A new center in Japan:

  • CMI2, led by Kiyoyuki Terakura

    The Center for Materials research by Information Integration of NIMS (CMI2) aims at constructing open-innovation hub, where more extensive business firms can participate in the new scientific activities. Specific challenges are focused into development of new materials for batteries, magnets, and thermal control materials, and the achievements will be worked toward practical use in the society.

In addition to newly funded centers, major computational materials projects around the world include:

  • The Materials Project, led by Kristin Persson and Gerd Ceder

    The Materials Project provides open web-based access to computed information on known and predicted materials as well as powerful analysis tools to inspire and design novel materials.

  • Open Quantum Materials Database, led by Chris Wolverton at Northwestern University
  • Automatic Flow for materials discovery, with Stefano Curtarolo at Duke University
  • The ETSF in France, led by Lucia Reining

    The Theoretical Spectroscopy Group at the Laboratoire des Solides Irradiés develops fundamental condensed matter theory in close contact with experiment and applications. The theoretical framework covers static and time-dependent Density Functional Theory, and Many-Body Perturbation Theory.

  • ICAMS in Germany, led by Ingo Steinbach and Alexander Hartmaier

    The Interdisciplinary Centre for Advanced Materials Simulation (ICAMS) focuses on the development and application of a new generation of simulation tools for multi-scale materials modelling with the aim of reducing development cost and time for new materials.

  • CCS in Spain, led by Vicente Martín Ayuso

    Some of the challenges the Center for Computational Simulation (CCS) is currently working on are fluid dynamics, big data analytics, neuronal lattices simulation, molecular dynamics, energy efficiency models, and quantum information and computing.
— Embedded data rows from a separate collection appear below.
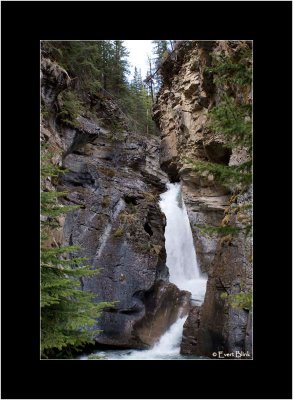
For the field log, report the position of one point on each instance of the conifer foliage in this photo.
(68, 314)
(231, 116)
(98, 70)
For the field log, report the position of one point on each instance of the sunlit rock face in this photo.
(185, 98)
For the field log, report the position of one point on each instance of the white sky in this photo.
(138, 52)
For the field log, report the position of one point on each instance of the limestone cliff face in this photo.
(181, 109)
(115, 178)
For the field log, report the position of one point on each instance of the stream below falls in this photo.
(184, 273)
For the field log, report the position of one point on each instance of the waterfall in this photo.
(181, 255)
(184, 273)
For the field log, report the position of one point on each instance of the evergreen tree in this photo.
(68, 314)
(232, 116)
(160, 53)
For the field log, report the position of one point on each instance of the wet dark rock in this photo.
(190, 331)
(164, 303)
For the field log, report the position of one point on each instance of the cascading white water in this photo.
(184, 273)
(181, 256)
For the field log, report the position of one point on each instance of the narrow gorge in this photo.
(146, 203)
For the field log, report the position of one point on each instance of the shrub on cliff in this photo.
(68, 314)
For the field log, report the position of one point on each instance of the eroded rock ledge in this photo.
(187, 94)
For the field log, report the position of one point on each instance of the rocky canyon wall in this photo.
(187, 95)
(114, 176)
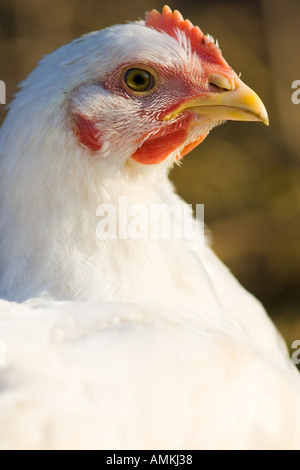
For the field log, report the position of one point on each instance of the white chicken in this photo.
(118, 342)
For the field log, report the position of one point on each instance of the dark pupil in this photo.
(139, 79)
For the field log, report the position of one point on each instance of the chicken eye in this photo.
(139, 80)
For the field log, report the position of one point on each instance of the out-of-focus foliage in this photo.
(247, 175)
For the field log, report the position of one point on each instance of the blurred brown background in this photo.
(247, 175)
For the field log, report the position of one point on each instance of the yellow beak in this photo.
(237, 104)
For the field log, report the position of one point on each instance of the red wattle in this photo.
(157, 148)
(87, 133)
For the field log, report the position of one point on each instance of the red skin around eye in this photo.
(154, 150)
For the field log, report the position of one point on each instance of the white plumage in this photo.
(124, 343)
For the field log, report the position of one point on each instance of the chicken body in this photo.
(127, 343)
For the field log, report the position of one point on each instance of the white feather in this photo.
(120, 343)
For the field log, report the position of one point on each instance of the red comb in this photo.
(172, 22)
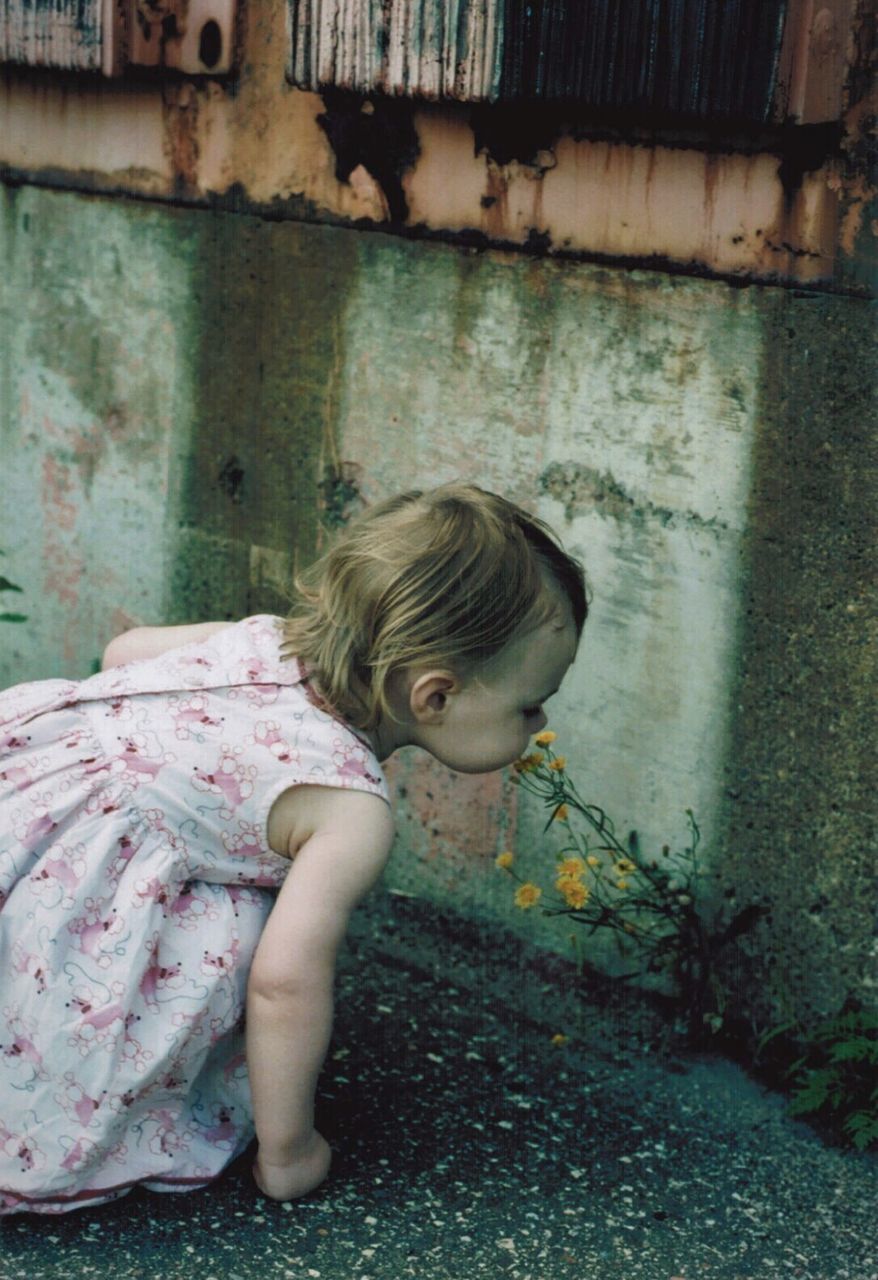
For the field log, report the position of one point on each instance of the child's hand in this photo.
(305, 1170)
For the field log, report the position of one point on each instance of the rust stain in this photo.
(63, 567)
(181, 123)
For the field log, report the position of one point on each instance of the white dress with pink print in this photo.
(135, 881)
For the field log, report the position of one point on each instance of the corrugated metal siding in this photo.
(695, 58)
(51, 33)
(426, 48)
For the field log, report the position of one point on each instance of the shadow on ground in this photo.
(469, 1144)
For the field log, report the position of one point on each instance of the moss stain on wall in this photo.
(268, 301)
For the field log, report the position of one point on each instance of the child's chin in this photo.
(476, 766)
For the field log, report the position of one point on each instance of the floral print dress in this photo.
(135, 881)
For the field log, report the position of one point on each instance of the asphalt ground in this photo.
(470, 1144)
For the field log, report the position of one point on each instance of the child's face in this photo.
(489, 720)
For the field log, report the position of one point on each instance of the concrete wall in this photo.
(179, 384)
(218, 342)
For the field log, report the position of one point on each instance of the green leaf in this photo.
(813, 1093)
(859, 1050)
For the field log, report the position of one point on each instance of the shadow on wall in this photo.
(268, 306)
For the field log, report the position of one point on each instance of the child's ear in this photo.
(428, 696)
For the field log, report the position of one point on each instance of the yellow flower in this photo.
(574, 892)
(527, 895)
(571, 868)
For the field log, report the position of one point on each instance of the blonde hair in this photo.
(442, 577)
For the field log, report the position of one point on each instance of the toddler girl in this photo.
(150, 814)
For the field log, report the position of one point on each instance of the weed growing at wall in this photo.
(649, 905)
(835, 1077)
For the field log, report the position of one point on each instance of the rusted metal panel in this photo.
(53, 32)
(435, 49)
(817, 51)
(676, 58)
(191, 36)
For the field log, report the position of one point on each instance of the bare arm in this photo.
(289, 996)
(152, 641)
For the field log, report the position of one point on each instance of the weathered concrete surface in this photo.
(470, 1147)
(787, 208)
(187, 397)
(801, 764)
(165, 414)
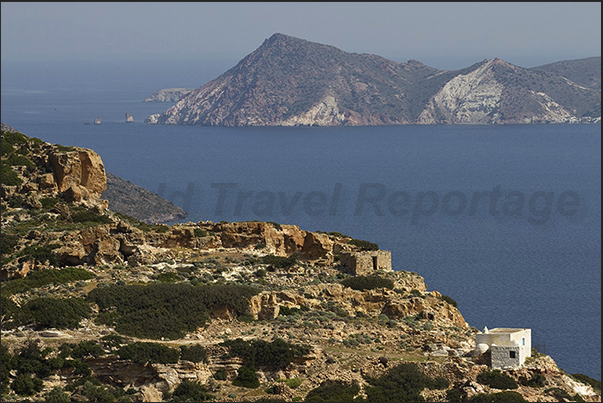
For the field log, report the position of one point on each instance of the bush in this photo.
(41, 278)
(279, 262)
(57, 395)
(247, 377)
(221, 374)
(191, 391)
(25, 385)
(195, 353)
(143, 353)
(362, 283)
(497, 379)
(277, 354)
(587, 380)
(166, 310)
(507, 396)
(449, 300)
(332, 391)
(365, 245)
(402, 383)
(59, 313)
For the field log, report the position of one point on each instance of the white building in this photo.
(508, 347)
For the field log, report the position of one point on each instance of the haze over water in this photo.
(504, 270)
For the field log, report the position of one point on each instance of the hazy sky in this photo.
(445, 35)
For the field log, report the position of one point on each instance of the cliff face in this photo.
(278, 305)
(289, 81)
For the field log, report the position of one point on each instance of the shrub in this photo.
(536, 381)
(365, 245)
(199, 233)
(362, 283)
(333, 391)
(195, 353)
(449, 300)
(279, 262)
(41, 278)
(497, 379)
(247, 377)
(587, 380)
(142, 353)
(191, 391)
(59, 313)
(293, 383)
(507, 396)
(166, 310)
(57, 395)
(277, 354)
(26, 385)
(402, 383)
(221, 374)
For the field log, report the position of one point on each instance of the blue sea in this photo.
(506, 220)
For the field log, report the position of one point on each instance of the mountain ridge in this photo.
(291, 81)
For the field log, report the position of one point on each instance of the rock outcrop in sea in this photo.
(289, 81)
(99, 306)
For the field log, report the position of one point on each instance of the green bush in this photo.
(362, 283)
(39, 278)
(507, 396)
(191, 391)
(279, 262)
(57, 395)
(587, 380)
(246, 377)
(199, 233)
(221, 374)
(59, 313)
(449, 300)
(143, 353)
(333, 391)
(277, 354)
(8, 176)
(166, 310)
(497, 379)
(365, 245)
(195, 353)
(402, 383)
(25, 385)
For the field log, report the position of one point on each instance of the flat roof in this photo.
(506, 330)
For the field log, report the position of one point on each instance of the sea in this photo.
(506, 220)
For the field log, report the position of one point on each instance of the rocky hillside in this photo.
(585, 72)
(168, 95)
(98, 306)
(130, 199)
(289, 81)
  • IMDC in Australia, led by Sean Smith

    The Integrated Materials Design Centre (IMDC) drives high performance computational materials modelling in an integrated discovery and design process, working hand-in-glove with major areas of strength in materials synthesis, characterization and testing.

  • CCMS in India, led by Balasubramanian Sundaram

    The Centre for Computational Materials Science (CCMS) was established in April 2006. It is supported by the Department of Science and Technology, through its Nano Science and Technology Initiative.

  • IKST in Korea, led by Seung Cheol Lee

    The main objective of IKST (Indo-Korean Science & Technology Center) is to strengthen collaboration between Indian and Korean scientists by leveraging complementary strengths and expertise of the two countries in the field of Computational Material Science.

  • CD-FMat in Japan, led by Yoshihiro Asai

    The Research Center for Computational Design of Advanced Functional Materials (CD-FMat) at the National Institute of Advanced Industrial Science and Technology (AIST) has been created in 2015 to develop new computational methods to elucidate the often conflicting properties of functional materials and devices, and work to make these computational methods more large-scale and coarse-grained.

  • CCMS in Japan, led by Tetsuo Mohri

    The Center for Computational Materials Science (CCMS) at Tohoku University is dedicated to supercomputing system for materials design.

  • CSRC in China, led by Hai-Qing Lin

    The Beijing Computational Science Research Center (CSRC) is conducting computational science research in diverse areas including condensed matter physics, functional and Green energy materials, quantum optics and information, material sciences and mechanics, complex systems in biology and active matters, applied mathematics, and algorithm developments.